Originally Published in The Daytona Beach News-Journal, April 6, 2017
The state needs to get this right.
Until Hurricane Matthew raked the Atlantic coast last October, Florida had been spared major storm damage since the 2004 and 2005 hurricane seasons devastated homes and businesses — and the state’s property insurance industry. That historically long respite was supposed to give insurers opportunity to regain solid financial footing, which should result in lower premiums for consumers.
Unfortunately, those potential savings have been eroded by an increase in what is known as “assignment of benefit” abuse. “Assignment of benefits” agreements or “AOBs,” is the practice in which property owners sign away the task of negotiating with insurance adjusters and collecting payment to the contractors who are doing the repairs. In theory, it appeals to homeowners who can get work done immediately to fix roofs or water damage without having to go through the often lengthy insurance claims process. But in practice it has led to some unscrupulous contractors and attorneys to inflate claims and perform unauthorized upgrades, which they then sue the insurance companies for payment. Insurers often settle these bogus claims to avoid costly court battles, and the price can include paying attorney fees as well.

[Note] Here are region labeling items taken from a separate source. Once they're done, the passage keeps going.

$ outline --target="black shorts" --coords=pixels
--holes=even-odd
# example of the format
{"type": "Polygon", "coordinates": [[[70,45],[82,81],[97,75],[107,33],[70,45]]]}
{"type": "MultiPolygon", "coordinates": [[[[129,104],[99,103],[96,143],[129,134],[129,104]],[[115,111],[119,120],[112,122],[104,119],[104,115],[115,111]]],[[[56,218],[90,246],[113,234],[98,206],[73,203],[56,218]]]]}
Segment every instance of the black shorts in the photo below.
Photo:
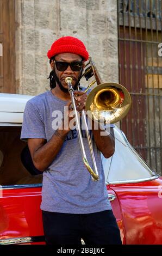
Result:
{"type": "Polygon", "coordinates": [[[42,211],[47,245],[121,245],[113,211],[71,214],[42,211]]]}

According to William Large of the Florida Justice Reform Institute, a subsidiary of the Florida Chamber of Commerce, from 2014 to 2015 AOB litigation increased 10.7 percent, and then 21 percent from 2015 to 2016. Last year, Ormond Beach-based Security First, one of the largest property insurance companies in the state, looked at water-damage claims it handled in 2015. While only 15 percent had AOBs, those claims cost an average of twice as much as normal water-damage claims.